H’ohyeah, the ~3.0 seconds seen in some invocations is absolutely cold boot timing. It doesn’t show up in the console.timeLog
and console.timeEnd
calls at all, and the final timeEnd
calls consistently show my workflow body taking subsecond times to completely run.
That seems like a backend issue then… Hopefully they can fix this, because the time really adds up. Would explain why the Twitter one doesn’t have the issue, as it’s fires very frequently in comparison.
First, I doubled both of your daily compute time quotas to help reduce the impact of this.
This is just an issue on cold starts, but you’re not actually charged for the time it takes to spin up the environment. There are a few things we do after the execution environment has been instantiated, and I’m looking into it to see if we can reduce that timing. This may take some time to address, but I’ll update y’all as soon as I have more information.
Alright, thank you! I’ll wait to see what changes then. Glad to know it’s being worked on, as it’s a bit much.
Wow. That’s really generous of you, @dylburger. In all honesty, that’s above and beyond the level of support I would’ve expected for being on the free tier of as useful a service as Pipedream.
I only noticed this because a button on my client’s website that invokes a Pipedream workflow (as part of a bigger workflow) wasn’t visually responding to being clicked, and while I worked on toggling the button’s [disabled]
state, my curiosity had me search for where the delay might’ve been coming from. In terms of usage, my client’s website calls through to the workflows I’ve put together with a very slow trickle of traffic every month. I don’t have any concerns about them exceeding the compute time limit, even if every call ran with timing statistics on par with the cold-boot runs.
I had completely forgotten this, but the timing we display there is the end-to-end time it takes to execute the event, which includes:
- The time it takes to issue a request to invoke your function
- The time it takes to spin up a new execution environment (“cold start” time)
- The time to run your workflow (this is the only compute time you’re charged for)
- The time for the function to return its logs / data to be displayed in the UI
Since a lot of people fall into @thepeoplesbourgeois’s camp (you’re testing a workflow triggered on HTTP requests and notice the delay), we want to show the true end-to-end time it took to process your request.
If I had forgotten this as a founder, it’s obviously going to be confusing for others! I opened an issue on our backlog to better clarify what this time means in the UI.

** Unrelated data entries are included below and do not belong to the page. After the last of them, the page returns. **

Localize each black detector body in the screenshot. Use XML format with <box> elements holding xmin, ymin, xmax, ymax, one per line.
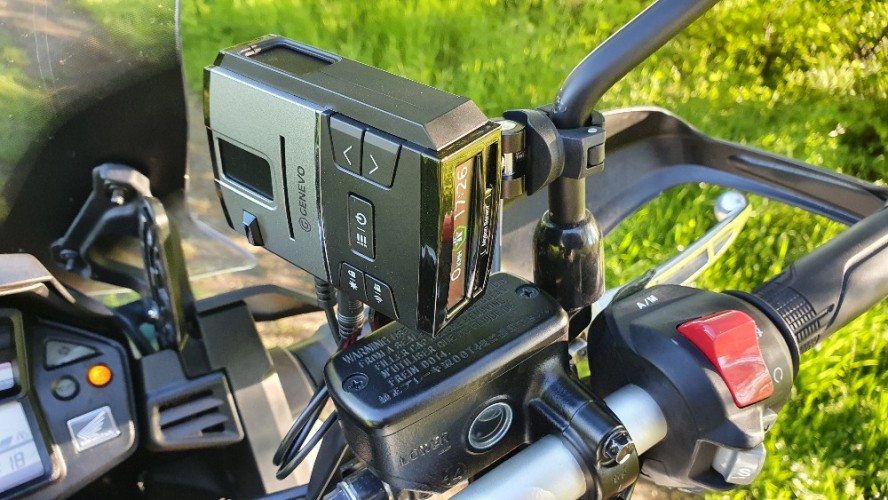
<box><xmin>204</xmin><ymin>36</ymin><xmax>502</xmax><ymax>335</ymax></box>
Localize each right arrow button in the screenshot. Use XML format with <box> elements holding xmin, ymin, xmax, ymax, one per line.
<box><xmin>363</xmin><ymin>130</ymin><xmax>401</xmax><ymax>187</ymax></box>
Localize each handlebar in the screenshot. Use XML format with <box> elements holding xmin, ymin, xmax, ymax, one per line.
<box><xmin>746</xmin><ymin>208</ymin><xmax>888</xmax><ymax>353</ymax></box>
<box><xmin>458</xmin><ymin>207</ymin><xmax>888</xmax><ymax>499</ymax></box>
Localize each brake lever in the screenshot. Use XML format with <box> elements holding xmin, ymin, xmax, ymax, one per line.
<box><xmin>592</xmin><ymin>191</ymin><xmax>752</xmax><ymax>318</ymax></box>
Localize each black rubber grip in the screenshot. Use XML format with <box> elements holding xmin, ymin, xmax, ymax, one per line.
<box><xmin>753</xmin><ymin>208</ymin><xmax>888</xmax><ymax>353</ymax></box>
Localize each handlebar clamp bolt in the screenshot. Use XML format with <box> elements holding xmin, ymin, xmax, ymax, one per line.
<box><xmin>601</xmin><ymin>430</ymin><xmax>635</xmax><ymax>464</ymax></box>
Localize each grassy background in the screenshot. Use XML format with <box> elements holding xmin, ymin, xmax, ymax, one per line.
<box><xmin>175</xmin><ymin>0</ymin><xmax>888</xmax><ymax>498</ymax></box>
<box><xmin>182</xmin><ymin>0</ymin><xmax>888</xmax><ymax>497</ymax></box>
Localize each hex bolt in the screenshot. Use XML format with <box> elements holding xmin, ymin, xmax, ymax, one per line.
<box><xmin>111</xmin><ymin>187</ymin><xmax>126</xmax><ymax>206</ymax></box>
<box><xmin>601</xmin><ymin>431</ymin><xmax>635</xmax><ymax>464</ymax></box>
<box><xmin>59</xmin><ymin>249</ymin><xmax>78</xmax><ymax>272</ymax></box>
<box><xmin>342</xmin><ymin>373</ymin><xmax>370</xmax><ymax>392</ymax></box>
<box><xmin>515</xmin><ymin>285</ymin><xmax>540</xmax><ymax>299</ymax></box>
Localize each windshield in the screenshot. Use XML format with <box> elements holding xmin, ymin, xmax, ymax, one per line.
<box><xmin>0</xmin><ymin>0</ymin><xmax>178</xmax><ymax>221</ymax></box>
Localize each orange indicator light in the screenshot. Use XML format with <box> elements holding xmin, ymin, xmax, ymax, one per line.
<box><xmin>86</xmin><ymin>365</ymin><xmax>111</xmax><ymax>387</ymax></box>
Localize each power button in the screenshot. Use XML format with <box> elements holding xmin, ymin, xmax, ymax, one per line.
<box><xmin>348</xmin><ymin>194</ymin><xmax>376</xmax><ymax>259</ymax></box>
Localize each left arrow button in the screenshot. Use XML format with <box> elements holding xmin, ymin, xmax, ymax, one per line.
<box><xmin>330</xmin><ymin>115</ymin><xmax>364</xmax><ymax>175</ymax></box>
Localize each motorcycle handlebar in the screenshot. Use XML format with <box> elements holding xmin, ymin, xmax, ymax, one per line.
<box><xmin>751</xmin><ymin>207</ymin><xmax>888</xmax><ymax>354</ymax></box>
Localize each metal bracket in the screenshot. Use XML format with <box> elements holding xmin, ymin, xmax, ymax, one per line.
<box><xmin>52</xmin><ymin>163</ymin><xmax>194</xmax><ymax>348</ymax></box>
<box><xmin>0</xmin><ymin>253</ymin><xmax>74</xmax><ymax>304</ymax></box>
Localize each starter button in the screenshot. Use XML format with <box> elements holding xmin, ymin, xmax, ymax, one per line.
<box><xmin>678</xmin><ymin>310</ymin><xmax>774</xmax><ymax>408</ymax></box>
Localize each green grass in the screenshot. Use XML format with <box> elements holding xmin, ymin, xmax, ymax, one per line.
<box><xmin>182</xmin><ymin>0</ymin><xmax>888</xmax><ymax>498</ymax></box>
<box><xmin>156</xmin><ymin>0</ymin><xmax>888</xmax><ymax>498</ymax></box>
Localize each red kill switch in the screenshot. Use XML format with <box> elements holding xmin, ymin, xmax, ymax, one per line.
<box><xmin>678</xmin><ymin>310</ymin><xmax>774</xmax><ymax>408</ymax></box>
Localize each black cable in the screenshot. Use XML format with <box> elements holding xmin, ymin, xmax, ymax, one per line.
<box><xmin>336</xmin><ymin>295</ymin><xmax>364</xmax><ymax>347</ymax></box>
<box><xmin>275</xmin><ymin>411</ymin><xmax>339</xmax><ymax>479</ymax></box>
<box><xmin>278</xmin><ymin>398</ymin><xmax>324</xmax><ymax>465</ymax></box>
<box><xmin>315</xmin><ymin>278</ymin><xmax>339</xmax><ymax>344</ymax></box>
<box><xmin>272</xmin><ymin>385</ymin><xmax>330</xmax><ymax>465</ymax></box>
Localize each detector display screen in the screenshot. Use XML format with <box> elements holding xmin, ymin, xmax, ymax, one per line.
<box><xmin>447</xmin><ymin>158</ymin><xmax>475</xmax><ymax>309</ymax></box>
<box><xmin>0</xmin><ymin>401</ymin><xmax>43</xmax><ymax>493</ymax></box>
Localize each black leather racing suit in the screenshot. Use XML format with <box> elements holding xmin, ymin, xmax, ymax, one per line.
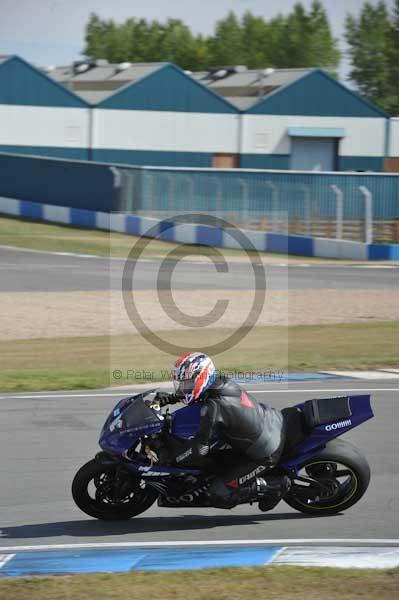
<box><xmin>160</xmin><ymin>377</ymin><xmax>285</xmax><ymax>506</ymax></box>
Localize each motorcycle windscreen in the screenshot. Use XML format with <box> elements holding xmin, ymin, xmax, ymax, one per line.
<box><xmin>106</xmin><ymin>398</ymin><xmax>160</xmax><ymax>433</ymax></box>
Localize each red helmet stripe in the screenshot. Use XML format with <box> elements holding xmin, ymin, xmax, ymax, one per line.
<box><xmin>191</xmin><ymin>365</ymin><xmax>209</xmax><ymax>400</ymax></box>
<box><xmin>175</xmin><ymin>352</ymin><xmax>192</xmax><ymax>367</ymax></box>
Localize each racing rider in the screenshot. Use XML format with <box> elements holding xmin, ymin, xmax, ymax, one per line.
<box><xmin>155</xmin><ymin>352</ymin><xmax>291</xmax><ymax>510</ymax></box>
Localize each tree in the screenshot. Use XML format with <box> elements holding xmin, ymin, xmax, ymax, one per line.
<box><xmin>385</xmin><ymin>0</ymin><xmax>399</xmax><ymax>115</ymax></box>
<box><xmin>84</xmin><ymin>13</ymin><xmax>107</xmax><ymax>58</ymax></box>
<box><xmin>345</xmin><ymin>1</ymin><xmax>399</xmax><ymax>108</ymax></box>
<box><xmin>241</xmin><ymin>11</ymin><xmax>272</xmax><ymax>69</ymax></box>
<box><xmin>85</xmin><ymin>0</ymin><xmax>339</xmax><ymax>70</ymax></box>
<box><xmin>210</xmin><ymin>11</ymin><xmax>244</xmax><ymax>66</ymax></box>
<box><xmin>307</xmin><ymin>0</ymin><xmax>340</xmax><ymax>70</ymax></box>
<box><xmin>274</xmin><ymin>0</ymin><xmax>340</xmax><ymax>70</ymax></box>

We’re also working on a new version of the workflow builder that will show step-level timing, so it should help clarify how long individual steps take vs. the end-to-end time. I also shared this thread with the team so they’re aware of the confusion.
This is seriously some of the best technical support I’ve seen come out of a company, and it’s coming from the co-founder.

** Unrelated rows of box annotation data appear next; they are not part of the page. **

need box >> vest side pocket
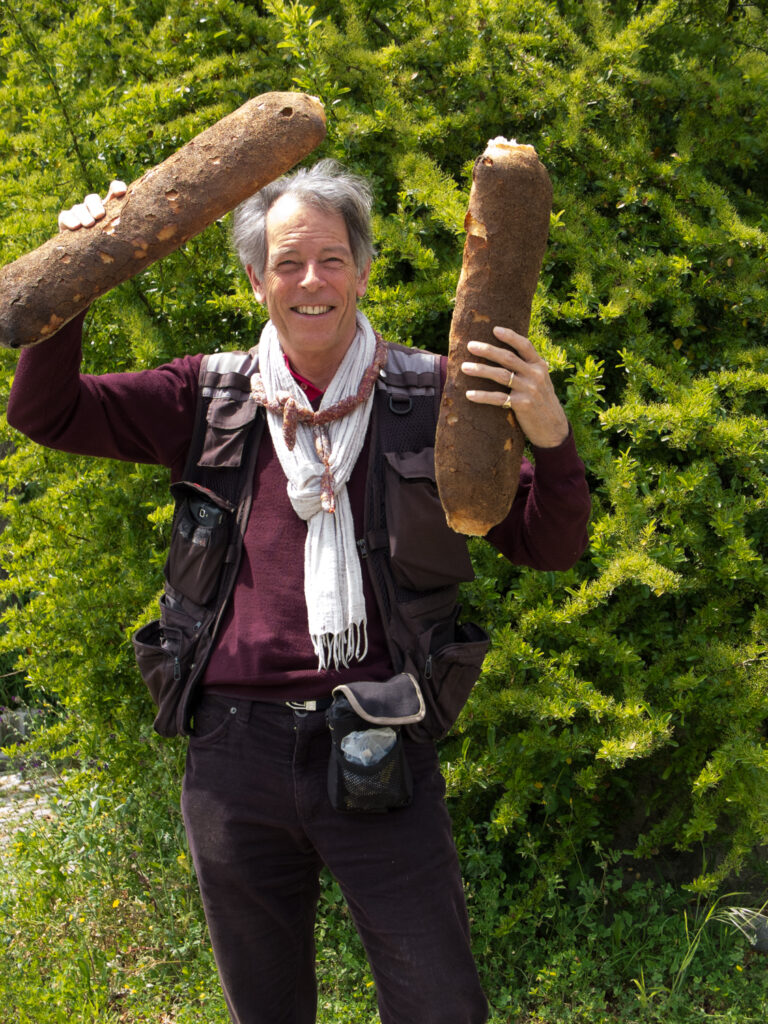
[165,481,234,604]
[132,594,207,736]
[403,623,490,742]
[384,447,474,590]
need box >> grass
[0,757,768,1024]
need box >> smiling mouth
[293,306,333,316]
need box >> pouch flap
[333,672,426,725]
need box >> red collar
[283,352,325,402]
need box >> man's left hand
[462,327,568,447]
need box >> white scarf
[251,310,385,671]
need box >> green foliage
[0,0,768,1021]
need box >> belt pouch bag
[165,481,234,604]
[326,672,425,814]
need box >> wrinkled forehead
[266,195,350,255]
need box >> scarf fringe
[312,618,368,672]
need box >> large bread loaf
[0,92,326,348]
[435,138,552,537]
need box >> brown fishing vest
[133,344,488,740]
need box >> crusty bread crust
[435,138,552,537]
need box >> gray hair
[232,160,376,280]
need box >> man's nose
[301,260,325,288]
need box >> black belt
[283,697,333,711]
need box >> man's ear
[356,260,371,299]
[246,263,266,304]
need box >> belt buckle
[286,700,317,711]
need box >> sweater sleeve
[7,314,202,476]
[486,430,591,570]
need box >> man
[8,161,589,1024]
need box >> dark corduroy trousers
[182,696,487,1024]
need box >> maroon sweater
[7,316,590,700]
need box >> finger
[466,391,514,409]
[462,362,515,387]
[467,341,525,374]
[494,327,539,361]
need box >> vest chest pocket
[384,447,474,590]
[198,396,259,469]
[165,482,234,605]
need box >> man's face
[247,196,370,387]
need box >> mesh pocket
[334,734,412,811]
[327,696,413,813]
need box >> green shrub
[0,0,768,1019]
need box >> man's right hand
[58,181,128,231]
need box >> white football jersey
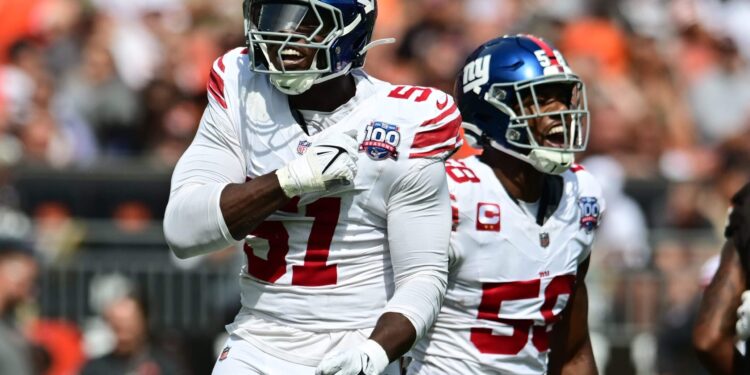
[409,157,604,374]
[204,49,461,332]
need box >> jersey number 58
[471,275,576,355]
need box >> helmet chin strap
[270,64,351,95]
[490,140,575,174]
[528,149,575,174]
[270,73,320,95]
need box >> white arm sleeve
[164,98,246,259]
[385,159,451,340]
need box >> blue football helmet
[243,0,392,95]
[455,35,589,174]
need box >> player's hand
[735,290,750,340]
[276,130,357,198]
[315,340,388,375]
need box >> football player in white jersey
[164,0,461,375]
[409,35,604,375]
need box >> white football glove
[735,290,750,340]
[276,130,357,198]
[315,340,389,375]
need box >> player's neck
[289,74,357,112]
[481,149,544,202]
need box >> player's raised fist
[276,130,357,198]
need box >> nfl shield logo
[219,346,231,361]
[578,197,599,233]
[297,141,312,155]
[539,232,549,249]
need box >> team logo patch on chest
[219,346,232,361]
[359,122,401,161]
[297,140,312,155]
[578,197,600,233]
[477,202,500,232]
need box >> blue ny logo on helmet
[455,35,588,173]
[243,0,393,95]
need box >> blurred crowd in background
[0,0,750,374]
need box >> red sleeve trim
[409,138,461,159]
[208,65,227,109]
[217,56,225,73]
[420,103,458,127]
[411,116,462,148]
[570,164,586,173]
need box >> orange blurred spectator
[558,18,629,78]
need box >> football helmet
[243,0,393,95]
[455,35,589,174]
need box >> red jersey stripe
[209,69,224,96]
[420,103,458,126]
[208,81,228,109]
[409,139,461,159]
[217,56,225,73]
[411,116,463,149]
[570,164,586,173]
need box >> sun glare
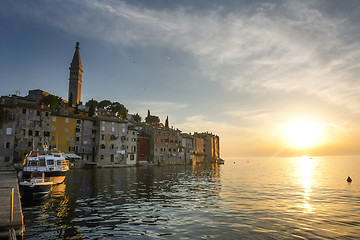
[283,118,323,148]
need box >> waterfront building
[68,42,83,105]
[144,124,185,164]
[180,133,194,164]
[95,116,127,167]
[50,114,76,153]
[192,133,206,164]
[0,94,50,165]
[126,123,138,165]
[193,132,220,163]
[75,115,97,162]
[137,132,150,163]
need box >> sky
[0,0,360,159]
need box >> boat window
[56,160,67,166]
[39,157,46,167]
[28,161,38,167]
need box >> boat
[22,151,70,184]
[19,171,54,196]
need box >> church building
[68,42,83,105]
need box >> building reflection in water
[25,164,221,238]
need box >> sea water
[23,157,360,239]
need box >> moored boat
[23,151,69,184]
[19,171,54,196]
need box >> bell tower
[68,42,83,105]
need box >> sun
[283,118,323,148]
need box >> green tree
[109,102,128,119]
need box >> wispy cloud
[9,0,360,112]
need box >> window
[8,113,15,121]
[6,128,12,135]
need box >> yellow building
[50,115,76,153]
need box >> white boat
[23,151,69,184]
[19,171,54,196]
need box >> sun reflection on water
[297,156,314,213]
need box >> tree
[165,116,169,128]
[68,92,73,107]
[108,102,128,119]
[133,113,141,122]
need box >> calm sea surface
[23,157,360,239]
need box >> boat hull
[23,171,67,184]
[19,182,53,196]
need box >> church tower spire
[68,42,83,105]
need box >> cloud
[10,0,360,112]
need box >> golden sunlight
[282,118,323,148]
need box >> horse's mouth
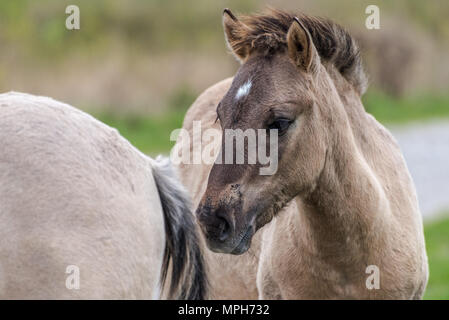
[231,227,254,255]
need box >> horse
[0,92,207,299]
[175,9,428,299]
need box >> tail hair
[153,157,208,300]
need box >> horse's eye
[268,118,292,135]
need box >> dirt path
[390,122,449,220]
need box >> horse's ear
[223,9,249,63]
[287,17,320,72]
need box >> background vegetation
[0,0,449,299]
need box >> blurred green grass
[93,90,449,156]
[362,91,449,124]
[424,214,449,300]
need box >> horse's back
[0,93,165,299]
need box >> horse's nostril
[218,217,231,242]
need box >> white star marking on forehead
[235,80,252,100]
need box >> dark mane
[232,9,367,94]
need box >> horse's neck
[290,102,389,262]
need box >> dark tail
[153,157,207,300]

If this keeps up, I sincerely might have to try convincing you to hire me.
I do agree on that, it’s amazing. If I didn’t need a job that let’s me move to Omaha, Nebraska specifically (to live with my fiancee until we feel it’s right for us to marry), I would apply for a job myself… Visa sponsors in a specific area are few and far in between though.
Love it, I appreciate that! We put a lot of effort into our support so it’s really kind of y’all to give us that feedback.
We are hiring for three positions (see the bottom of that blog post) if you ever want to chat or if you know friends who would be a good fit.
As much as I’d love to, I already saw the blog post, but visa sponsorship is listed as not being available. Unfortunately, that means I’m not a suitable match for a position, because my main reason for looking for a new job is that I want to be able to move to live near my fiancee… You’d think that with over 10 years of experience, it would be easier, but barely any company offers sponsorship and the ones that do get swamped.
I don’t even need vacation, or any benefits, or even great wages, because for me the only important factor is that I can be with the person I love. Getting a bit off-topic though.